Faegre’s Brian Schnell, panel moderator, said franchise research firm FRANdata estimates there are more than 60 private equity firms actively involved in franchising, up from “not more than 20 or 25” just five years ago.
“Private equity really loves the cash flow and asset-light model of franchising,” Montague said.
Montague said many founders of franchises fear their first infusion of private equity capital because of what she believes is an outdated view. “So many of the franchisors that we are working with…this is the first time they’re bringing institutional capital into their business,” she said. “You kind of have to play psychologist a little bit, to understand where they are in their life.
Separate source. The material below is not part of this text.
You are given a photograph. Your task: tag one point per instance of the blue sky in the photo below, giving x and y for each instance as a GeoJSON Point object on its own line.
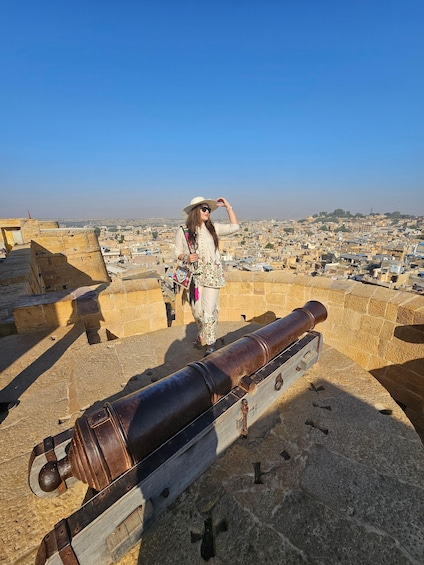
{"type": "Point", "coordinates": [129, 109]}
“We spend a lot of time understanding the objectives, and kind of giving them case studies about what private equity has done. It’s not the ‘Gordon Gekko, we’re going to flush your system.’ It’s the opposite,” she said, referring to the fictional character in the movies. Investors today will say, “I’m not going to change your business. I really like your business, that’s why I’m investing.”
Brown notes Neighborly encounters this all the time. “This founder phobia, I’ll call it, is real,” he said. “You’ve got to remember, these franchisees, they’re partners and friends for life, and this is the great unknown.”
At Neighborly, he said, the pitch to the founder is, “We’ll be able to snap in a marketing department, a legal department, an IT department, that they could never afford, to help them grow their business.”